MP: Mi sembra che fossimo in Piemonte, vicino a Torino, ma certe cose non le ricordo con precisione (Alcune riprese esterne milanesi sono state girate nelle campagne della Barona, altri esterni sono stati girati sull'Adda e a Casaleggio Boiro, vicino Ovada. ndTG).







TG: Hai lavorato per più di 30 anni in Rai?

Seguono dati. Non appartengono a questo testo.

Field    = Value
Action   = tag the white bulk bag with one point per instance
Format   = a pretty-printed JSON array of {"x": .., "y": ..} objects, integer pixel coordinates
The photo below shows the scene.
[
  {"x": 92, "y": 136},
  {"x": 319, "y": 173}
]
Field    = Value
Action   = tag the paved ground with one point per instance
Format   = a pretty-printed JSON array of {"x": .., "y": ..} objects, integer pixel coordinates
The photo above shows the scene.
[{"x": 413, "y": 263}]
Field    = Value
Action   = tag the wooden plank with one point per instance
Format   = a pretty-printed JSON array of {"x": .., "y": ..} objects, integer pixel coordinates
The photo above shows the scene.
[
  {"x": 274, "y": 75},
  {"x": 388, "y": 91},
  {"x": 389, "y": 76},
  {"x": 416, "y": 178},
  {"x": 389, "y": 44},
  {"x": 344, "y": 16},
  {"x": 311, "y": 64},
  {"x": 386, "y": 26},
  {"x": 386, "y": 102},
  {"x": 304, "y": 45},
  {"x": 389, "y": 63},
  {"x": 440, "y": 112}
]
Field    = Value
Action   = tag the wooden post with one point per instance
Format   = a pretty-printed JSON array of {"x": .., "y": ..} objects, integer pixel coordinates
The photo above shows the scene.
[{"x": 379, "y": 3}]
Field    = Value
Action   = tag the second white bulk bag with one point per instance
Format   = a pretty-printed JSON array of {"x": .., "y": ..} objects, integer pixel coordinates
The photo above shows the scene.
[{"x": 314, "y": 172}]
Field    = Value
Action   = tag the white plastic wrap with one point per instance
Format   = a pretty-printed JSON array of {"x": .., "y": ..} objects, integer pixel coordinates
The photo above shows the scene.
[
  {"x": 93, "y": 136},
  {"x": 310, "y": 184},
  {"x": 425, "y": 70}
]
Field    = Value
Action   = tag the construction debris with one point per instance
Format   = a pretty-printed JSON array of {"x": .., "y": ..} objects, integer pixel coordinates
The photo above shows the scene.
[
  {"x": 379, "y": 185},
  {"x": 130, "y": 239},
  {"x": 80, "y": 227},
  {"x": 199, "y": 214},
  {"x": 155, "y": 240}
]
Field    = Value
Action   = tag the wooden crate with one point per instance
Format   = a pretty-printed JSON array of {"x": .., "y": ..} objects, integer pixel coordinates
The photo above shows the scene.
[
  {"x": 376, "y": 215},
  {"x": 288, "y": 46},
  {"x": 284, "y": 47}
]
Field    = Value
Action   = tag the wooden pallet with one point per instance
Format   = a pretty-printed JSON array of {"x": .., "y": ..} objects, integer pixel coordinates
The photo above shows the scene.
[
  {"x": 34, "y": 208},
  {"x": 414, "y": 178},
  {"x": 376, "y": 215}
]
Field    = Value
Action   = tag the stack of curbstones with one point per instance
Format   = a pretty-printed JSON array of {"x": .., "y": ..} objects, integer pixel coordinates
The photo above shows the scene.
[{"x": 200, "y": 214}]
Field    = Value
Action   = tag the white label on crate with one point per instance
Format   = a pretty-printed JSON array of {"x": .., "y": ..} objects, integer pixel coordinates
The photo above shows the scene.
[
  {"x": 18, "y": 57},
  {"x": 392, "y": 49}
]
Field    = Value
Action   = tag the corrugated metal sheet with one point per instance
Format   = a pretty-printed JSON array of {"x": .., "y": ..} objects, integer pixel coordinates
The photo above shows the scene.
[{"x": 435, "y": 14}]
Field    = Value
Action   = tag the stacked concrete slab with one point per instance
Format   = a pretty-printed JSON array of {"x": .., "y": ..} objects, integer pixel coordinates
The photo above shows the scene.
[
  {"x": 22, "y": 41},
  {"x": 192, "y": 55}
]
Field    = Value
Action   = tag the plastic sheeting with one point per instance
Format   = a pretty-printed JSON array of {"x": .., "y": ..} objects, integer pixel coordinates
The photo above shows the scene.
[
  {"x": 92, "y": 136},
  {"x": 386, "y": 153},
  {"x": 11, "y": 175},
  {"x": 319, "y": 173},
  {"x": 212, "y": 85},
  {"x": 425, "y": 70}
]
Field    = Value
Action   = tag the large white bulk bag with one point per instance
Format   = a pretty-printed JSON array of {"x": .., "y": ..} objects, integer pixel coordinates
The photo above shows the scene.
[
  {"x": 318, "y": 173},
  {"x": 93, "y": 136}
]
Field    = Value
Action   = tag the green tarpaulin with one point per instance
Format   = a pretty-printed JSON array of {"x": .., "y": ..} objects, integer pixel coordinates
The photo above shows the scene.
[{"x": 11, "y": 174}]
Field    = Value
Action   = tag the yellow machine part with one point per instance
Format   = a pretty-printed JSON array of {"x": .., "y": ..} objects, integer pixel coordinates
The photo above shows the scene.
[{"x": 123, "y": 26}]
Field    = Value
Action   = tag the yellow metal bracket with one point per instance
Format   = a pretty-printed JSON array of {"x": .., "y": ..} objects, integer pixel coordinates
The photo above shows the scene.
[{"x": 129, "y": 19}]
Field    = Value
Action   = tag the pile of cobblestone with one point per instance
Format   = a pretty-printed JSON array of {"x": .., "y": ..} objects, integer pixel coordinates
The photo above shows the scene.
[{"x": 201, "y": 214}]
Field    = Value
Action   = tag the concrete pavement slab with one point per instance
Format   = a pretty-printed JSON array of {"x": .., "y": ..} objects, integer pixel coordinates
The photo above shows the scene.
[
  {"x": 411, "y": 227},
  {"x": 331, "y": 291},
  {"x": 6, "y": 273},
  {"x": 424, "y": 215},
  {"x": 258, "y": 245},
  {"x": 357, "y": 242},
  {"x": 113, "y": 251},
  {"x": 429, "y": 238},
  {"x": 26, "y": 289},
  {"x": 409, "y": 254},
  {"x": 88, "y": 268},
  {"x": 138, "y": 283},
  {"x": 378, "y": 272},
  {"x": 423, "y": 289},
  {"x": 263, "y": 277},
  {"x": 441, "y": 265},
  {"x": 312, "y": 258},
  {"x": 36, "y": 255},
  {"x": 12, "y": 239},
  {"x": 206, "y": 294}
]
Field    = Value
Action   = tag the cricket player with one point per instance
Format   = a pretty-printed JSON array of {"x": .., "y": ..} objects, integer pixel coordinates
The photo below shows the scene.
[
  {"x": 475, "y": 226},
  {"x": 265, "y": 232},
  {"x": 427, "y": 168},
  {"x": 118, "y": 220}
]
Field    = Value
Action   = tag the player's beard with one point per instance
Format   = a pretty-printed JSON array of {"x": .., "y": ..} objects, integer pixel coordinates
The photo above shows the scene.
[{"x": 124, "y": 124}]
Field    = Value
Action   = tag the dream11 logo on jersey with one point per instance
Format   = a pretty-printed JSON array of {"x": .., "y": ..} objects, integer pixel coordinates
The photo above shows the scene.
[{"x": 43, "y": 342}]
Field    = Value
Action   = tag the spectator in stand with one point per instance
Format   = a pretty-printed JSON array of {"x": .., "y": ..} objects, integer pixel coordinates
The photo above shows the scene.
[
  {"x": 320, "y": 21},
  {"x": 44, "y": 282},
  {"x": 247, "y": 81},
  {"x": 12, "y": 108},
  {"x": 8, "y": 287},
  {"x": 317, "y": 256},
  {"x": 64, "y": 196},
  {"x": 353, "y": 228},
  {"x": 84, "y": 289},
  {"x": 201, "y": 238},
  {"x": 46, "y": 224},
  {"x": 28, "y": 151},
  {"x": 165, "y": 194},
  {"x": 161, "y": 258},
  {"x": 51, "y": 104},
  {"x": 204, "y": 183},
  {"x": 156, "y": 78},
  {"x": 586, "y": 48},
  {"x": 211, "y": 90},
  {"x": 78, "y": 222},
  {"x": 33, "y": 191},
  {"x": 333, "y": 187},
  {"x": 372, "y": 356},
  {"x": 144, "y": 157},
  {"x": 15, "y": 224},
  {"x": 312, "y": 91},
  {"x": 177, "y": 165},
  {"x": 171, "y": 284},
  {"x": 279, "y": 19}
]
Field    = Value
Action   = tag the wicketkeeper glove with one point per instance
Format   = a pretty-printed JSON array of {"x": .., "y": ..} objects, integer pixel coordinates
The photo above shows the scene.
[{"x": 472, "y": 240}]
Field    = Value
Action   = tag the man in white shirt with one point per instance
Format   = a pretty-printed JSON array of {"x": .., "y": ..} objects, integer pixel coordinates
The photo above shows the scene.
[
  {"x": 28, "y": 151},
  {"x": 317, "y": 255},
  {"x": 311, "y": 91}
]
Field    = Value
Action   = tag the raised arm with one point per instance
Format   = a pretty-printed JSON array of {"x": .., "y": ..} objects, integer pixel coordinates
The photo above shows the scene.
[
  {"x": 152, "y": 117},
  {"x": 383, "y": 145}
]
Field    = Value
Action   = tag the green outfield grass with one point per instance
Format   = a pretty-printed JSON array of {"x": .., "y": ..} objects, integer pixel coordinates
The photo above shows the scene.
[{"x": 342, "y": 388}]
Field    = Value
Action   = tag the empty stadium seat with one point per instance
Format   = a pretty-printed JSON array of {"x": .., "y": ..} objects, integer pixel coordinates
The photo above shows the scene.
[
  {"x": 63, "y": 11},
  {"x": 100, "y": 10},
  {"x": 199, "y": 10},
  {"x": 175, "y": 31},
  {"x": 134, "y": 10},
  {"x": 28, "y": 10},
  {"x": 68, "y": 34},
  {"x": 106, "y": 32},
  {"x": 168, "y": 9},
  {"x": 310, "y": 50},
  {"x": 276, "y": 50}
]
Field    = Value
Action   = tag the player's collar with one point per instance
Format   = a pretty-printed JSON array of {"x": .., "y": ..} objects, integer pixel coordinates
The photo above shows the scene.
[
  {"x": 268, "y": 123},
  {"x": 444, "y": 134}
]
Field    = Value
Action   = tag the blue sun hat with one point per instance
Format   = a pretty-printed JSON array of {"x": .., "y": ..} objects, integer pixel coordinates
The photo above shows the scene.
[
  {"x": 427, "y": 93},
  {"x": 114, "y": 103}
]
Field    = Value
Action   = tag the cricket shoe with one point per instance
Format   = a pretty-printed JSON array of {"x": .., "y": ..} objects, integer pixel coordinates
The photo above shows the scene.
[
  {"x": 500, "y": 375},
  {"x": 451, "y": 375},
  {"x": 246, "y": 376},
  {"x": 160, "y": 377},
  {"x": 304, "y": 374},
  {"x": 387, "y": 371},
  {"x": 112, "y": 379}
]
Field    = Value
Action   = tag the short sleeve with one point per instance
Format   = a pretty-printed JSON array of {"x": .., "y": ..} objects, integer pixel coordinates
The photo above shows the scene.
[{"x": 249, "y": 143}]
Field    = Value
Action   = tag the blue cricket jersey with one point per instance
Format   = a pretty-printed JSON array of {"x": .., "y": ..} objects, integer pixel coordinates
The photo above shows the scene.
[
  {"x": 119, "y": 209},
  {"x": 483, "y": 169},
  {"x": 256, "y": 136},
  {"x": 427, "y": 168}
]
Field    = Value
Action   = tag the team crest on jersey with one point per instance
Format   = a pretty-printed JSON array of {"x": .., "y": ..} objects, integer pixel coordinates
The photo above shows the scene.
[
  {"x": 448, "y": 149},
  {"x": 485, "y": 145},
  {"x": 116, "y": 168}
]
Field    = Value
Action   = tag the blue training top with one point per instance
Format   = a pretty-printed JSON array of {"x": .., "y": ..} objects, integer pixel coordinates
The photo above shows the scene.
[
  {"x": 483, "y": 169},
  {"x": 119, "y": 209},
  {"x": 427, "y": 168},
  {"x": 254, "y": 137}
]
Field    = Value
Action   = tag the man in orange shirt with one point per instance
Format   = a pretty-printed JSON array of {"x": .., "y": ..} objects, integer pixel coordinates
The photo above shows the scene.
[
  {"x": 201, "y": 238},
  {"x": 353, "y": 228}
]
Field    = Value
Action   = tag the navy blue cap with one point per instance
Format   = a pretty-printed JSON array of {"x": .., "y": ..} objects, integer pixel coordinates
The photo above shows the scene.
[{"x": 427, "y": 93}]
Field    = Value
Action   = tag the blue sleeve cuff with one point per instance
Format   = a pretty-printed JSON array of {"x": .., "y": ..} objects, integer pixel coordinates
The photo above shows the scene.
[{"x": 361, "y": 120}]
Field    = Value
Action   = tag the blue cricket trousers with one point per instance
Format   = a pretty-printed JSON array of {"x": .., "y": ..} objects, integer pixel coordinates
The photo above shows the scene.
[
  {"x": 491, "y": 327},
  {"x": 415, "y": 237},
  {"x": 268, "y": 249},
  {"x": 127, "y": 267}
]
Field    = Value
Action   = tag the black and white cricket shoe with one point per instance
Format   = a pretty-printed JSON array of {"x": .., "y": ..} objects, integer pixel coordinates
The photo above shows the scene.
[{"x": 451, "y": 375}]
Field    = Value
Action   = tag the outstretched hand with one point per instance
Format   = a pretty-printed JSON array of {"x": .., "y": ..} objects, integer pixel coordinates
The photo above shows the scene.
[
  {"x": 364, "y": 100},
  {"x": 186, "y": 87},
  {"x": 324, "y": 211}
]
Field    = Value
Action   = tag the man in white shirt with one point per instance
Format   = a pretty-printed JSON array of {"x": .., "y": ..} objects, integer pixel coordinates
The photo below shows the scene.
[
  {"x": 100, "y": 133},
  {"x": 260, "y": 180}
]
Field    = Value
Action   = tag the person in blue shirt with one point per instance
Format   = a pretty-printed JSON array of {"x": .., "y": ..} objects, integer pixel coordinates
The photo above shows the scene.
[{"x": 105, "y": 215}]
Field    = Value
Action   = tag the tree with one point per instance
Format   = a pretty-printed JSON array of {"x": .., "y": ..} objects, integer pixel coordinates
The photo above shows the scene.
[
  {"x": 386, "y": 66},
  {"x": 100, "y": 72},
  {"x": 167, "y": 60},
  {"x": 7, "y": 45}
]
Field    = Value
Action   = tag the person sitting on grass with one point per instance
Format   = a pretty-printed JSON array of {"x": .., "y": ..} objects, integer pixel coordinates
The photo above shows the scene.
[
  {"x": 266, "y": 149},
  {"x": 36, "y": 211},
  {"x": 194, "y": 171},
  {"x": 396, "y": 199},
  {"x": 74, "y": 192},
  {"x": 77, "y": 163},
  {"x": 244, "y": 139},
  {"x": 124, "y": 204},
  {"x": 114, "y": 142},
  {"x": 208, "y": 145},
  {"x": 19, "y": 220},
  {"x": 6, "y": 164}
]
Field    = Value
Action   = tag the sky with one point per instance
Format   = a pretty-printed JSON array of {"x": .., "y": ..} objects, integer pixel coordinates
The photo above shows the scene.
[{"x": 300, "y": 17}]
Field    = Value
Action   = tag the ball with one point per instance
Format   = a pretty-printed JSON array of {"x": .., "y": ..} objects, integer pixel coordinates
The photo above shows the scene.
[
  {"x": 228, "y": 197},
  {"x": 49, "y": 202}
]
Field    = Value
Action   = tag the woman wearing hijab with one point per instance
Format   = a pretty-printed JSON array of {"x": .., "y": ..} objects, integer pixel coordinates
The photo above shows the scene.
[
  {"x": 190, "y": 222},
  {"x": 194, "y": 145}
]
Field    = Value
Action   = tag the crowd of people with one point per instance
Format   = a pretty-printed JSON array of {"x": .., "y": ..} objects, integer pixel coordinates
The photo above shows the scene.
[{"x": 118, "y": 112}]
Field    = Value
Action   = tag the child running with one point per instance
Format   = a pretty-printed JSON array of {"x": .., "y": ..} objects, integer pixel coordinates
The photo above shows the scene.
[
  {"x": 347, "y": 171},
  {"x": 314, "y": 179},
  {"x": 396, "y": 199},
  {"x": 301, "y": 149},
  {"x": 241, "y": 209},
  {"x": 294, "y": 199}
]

MP: Dal 1961 al 1993. Era un lavoro che mi piaceva perché aveva a che fare con la fantasia, con le immagini. Perché ad un certo momento sul set dei Promessi Sposi andavo a fotografare una comparsa che interpretava uno dei bravi di Don Rodrigo che indossava certi costumi ed era truccata alla perfezione? Perché mi piaceva una figura che per me era significativa e per un certo gusto per l'immagine.







TG: Quando la televisione è cambiata?

MP: Intorno agli anni '80, quando non si sono più fatti certi tipi di prodotti televisivi e sono arrivati i contenitori; trasmissioni fatte soltanto per occupare il video con argomenti che possono anche essere interessanti che riguardano la politica italiana, o altri argomenti, ma snaturano il mezzo televisivo e fanno decadere il livello culturale degli spettatori. Questi tipi di trasmissioni mettono insieme molti argomenti e nulla hanno a che spartire con il tipo di prodotto che facevamo noi, una volta. Noi ci occupavamo molto di teatro, cinema, musica colta e letteratura. Questo discorso avrebbe potuto fartelo molto bene la povera Mara Annichiarelli, la moglie di Renato Re, faceva la segretaria di produzione, poi è diventata regista, ma adesso sia lei che Renato non ci sono più.


Mario Pellegrini durante le riprese dei Promessi Sposi nel 1966.